Seal Island, False Bay Cage Diving
Yes, you may have already guessed but we have finally had the first Great white shark sightings of the season at Seal Island just a few days ago. After an anxious wait it was pure joy to see a great white shark up close around the boat and I know the Apex Crew was just as excited, or perhaps more so, than our guests on board.
So far 3 different Great whites have been recorded around the boat along with a total of 6 predatory events also observed. On one of these events the famous but allusive male shark, Colossus was sighted. This shark is well known for appearing in a number of Air Jaws Discovery Shark Week shows and I know that many of you will be thrilled to hear that he is still around. His size is now estimated at between 4 and 4.5 meters (between 13 and 14 feet) so he is starting to become a heavy-weight shark!

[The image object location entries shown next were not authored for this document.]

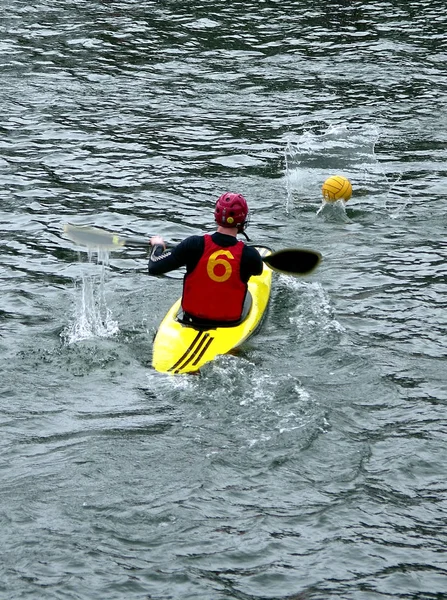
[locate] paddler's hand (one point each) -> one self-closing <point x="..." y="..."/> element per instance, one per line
<point x="157" y="240"/>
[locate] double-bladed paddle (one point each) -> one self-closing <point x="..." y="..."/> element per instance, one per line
<point x="291" y="261"/>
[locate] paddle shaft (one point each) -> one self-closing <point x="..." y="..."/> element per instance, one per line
<point x="291" y="261"/>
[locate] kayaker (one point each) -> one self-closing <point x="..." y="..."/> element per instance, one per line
<point x="218" y="266"/>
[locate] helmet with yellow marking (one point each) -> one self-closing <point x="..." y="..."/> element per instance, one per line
<point x="231" y="211"/>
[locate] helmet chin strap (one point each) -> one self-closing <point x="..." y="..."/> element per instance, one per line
<point x="242" y="230"/>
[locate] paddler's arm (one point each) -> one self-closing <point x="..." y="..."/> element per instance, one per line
<point x="186" y="253"/>
<point x="160" y="260"/>
<point x="251" y="264"/>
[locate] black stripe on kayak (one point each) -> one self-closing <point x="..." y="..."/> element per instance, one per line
<point x="204" y="349"/>
<point x="190" y="348"/>
<point x="199" y="345"/>
<point x="206" y="340"/>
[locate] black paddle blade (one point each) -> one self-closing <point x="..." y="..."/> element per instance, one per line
<point x="292" y="261"/>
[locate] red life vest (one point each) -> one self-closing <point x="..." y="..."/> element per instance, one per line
<point x="214" y="290"/>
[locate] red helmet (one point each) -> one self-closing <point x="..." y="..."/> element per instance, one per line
<point x="231" y="211"/>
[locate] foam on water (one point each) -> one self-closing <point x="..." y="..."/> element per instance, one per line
<point x="92" y="316"/>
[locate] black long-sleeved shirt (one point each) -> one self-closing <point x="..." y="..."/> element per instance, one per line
<point x="190" y="250"/>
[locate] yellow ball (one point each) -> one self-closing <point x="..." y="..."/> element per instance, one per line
<point x="336" y="188"/>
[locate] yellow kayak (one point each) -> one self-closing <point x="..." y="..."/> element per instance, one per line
<point x="180" y="348"/>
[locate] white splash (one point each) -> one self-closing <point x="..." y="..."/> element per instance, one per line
<point x="93" y="317"/>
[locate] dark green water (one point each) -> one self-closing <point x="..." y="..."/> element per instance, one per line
<point x="310" y="466"/>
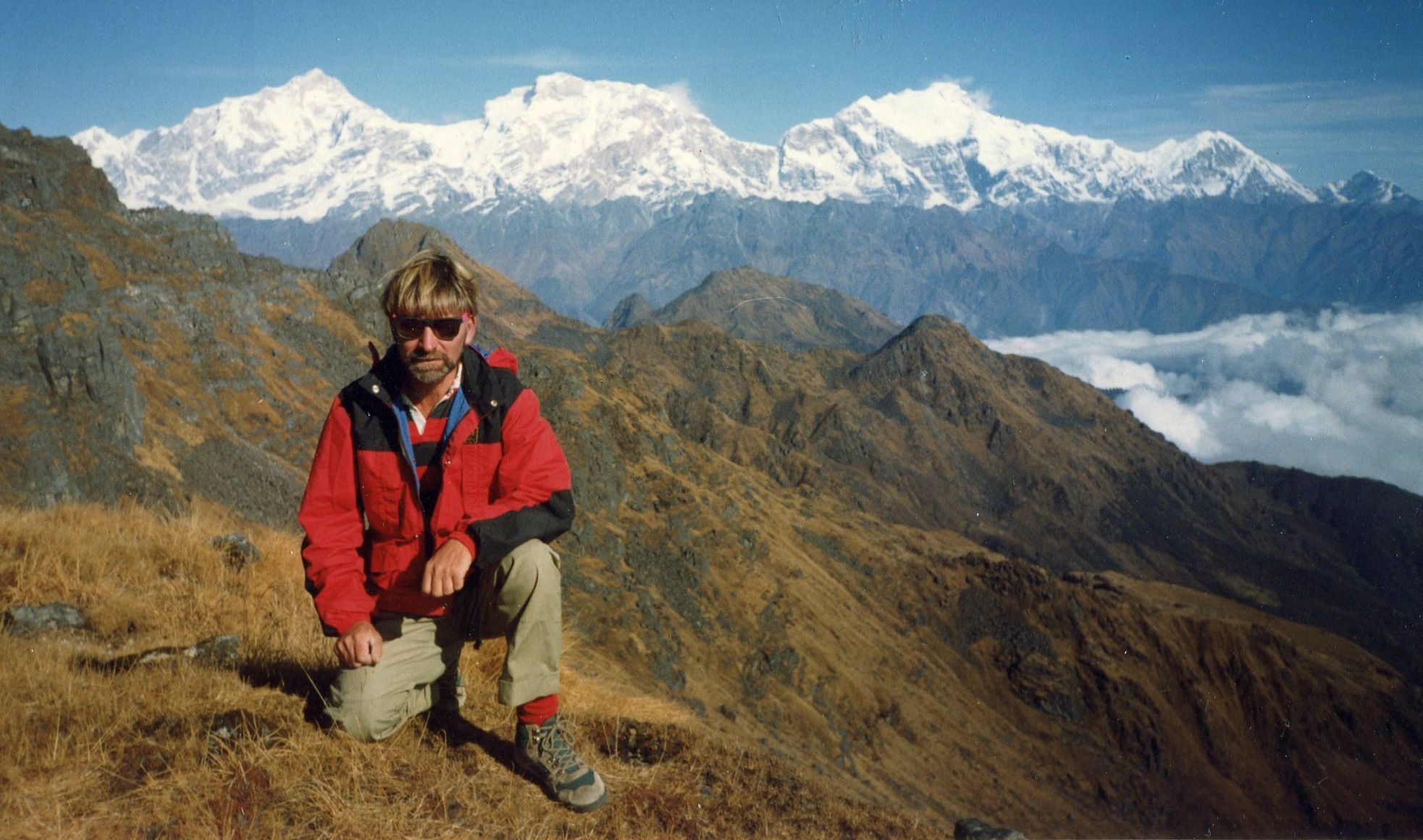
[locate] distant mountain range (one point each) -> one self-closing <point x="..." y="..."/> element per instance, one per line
<point x="946" y="580"/>
<point x="591" y="191"/>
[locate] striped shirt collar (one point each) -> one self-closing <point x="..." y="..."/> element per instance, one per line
<point x="414" y="412"/>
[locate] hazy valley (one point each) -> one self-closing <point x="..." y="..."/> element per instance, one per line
<point x="923" y="574"/>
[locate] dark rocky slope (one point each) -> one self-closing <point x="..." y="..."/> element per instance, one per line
<point x="756" y="306"/>
<point x="881" y="567"/>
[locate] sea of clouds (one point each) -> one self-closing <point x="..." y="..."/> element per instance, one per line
<point x="1337" y="393"/>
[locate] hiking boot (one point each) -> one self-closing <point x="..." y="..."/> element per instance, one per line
<point x="547" y="754"/>
<point x="447" y="692"/>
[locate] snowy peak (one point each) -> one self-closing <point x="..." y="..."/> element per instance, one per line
<point x="309" y="148"/>
<point x="1216" y="164"/>
<point x="566" y="138"/>
<point x="1364" y="188"/>
<point x="942" y="147"/>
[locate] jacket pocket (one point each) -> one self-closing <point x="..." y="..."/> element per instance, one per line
<point x="477" y="471"/>
<point x="390" y="560"/>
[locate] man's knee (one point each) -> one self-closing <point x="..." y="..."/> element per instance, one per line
<point x="531" y="564"/>
<point x="366" y="721"/>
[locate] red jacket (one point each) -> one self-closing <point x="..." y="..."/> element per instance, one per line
<point x="504" y="480"/>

We know it is early days yet but we are thrilled to have a few special large sharky friends around.
In the lead up to the first Great white shark sighting we were consistently having good seven gill cow shark sightings and everyone was enjoying seeing these sharks around the boat and from the cage. One of the large females present was just under 3 meters long, which is just about as big as they can get. We have also had fantastic water visibility at Seal Island which has been awesome for a great cage diving experience.
What is extremely interesting is that apart from the first day of a great white sighting, all the seven gill cow sharks now seem to have completely departed from Seal Island. In the absence of the great whites they filled the gap that was left but now that a shark higher up on the food chain than them has returned it seems they no longer feel comfortable staying in the area.
It constantly amazes me how in tune nature is with everything around them, as well as how fine the balance is that exists in the ecosystem.
To elaborate on this point interesting things have also been happening in the Gansbaai area.
After an absence of 6 months, the great white sharks returned to Gansbaai roughly 2 months ago and the operators here were having fairly good sightings. But in mid-May the notorious shark-eating Orca, Port and Starboard, were spotted moving behind Dyer Island. No great white shark carcasses were found but the day after these two Orca were spotted all Great white sharks vanished after a hasty departure from the Gansbaai area. We don’t know that any sharks were killed, but it certainly seems that they were aware of the Orcas presence as well as the potentially lethal threat they pose.
The sharks remained missing here for the next 3 weeks and only in the last couple of days have a couple of great whites been seen.
It seems that the presence of Great White sharks along the Southern Cape Coastline is extremely fragile at the moment and after such an abnormal period we can only hope that things settle down and return to relative normality soon.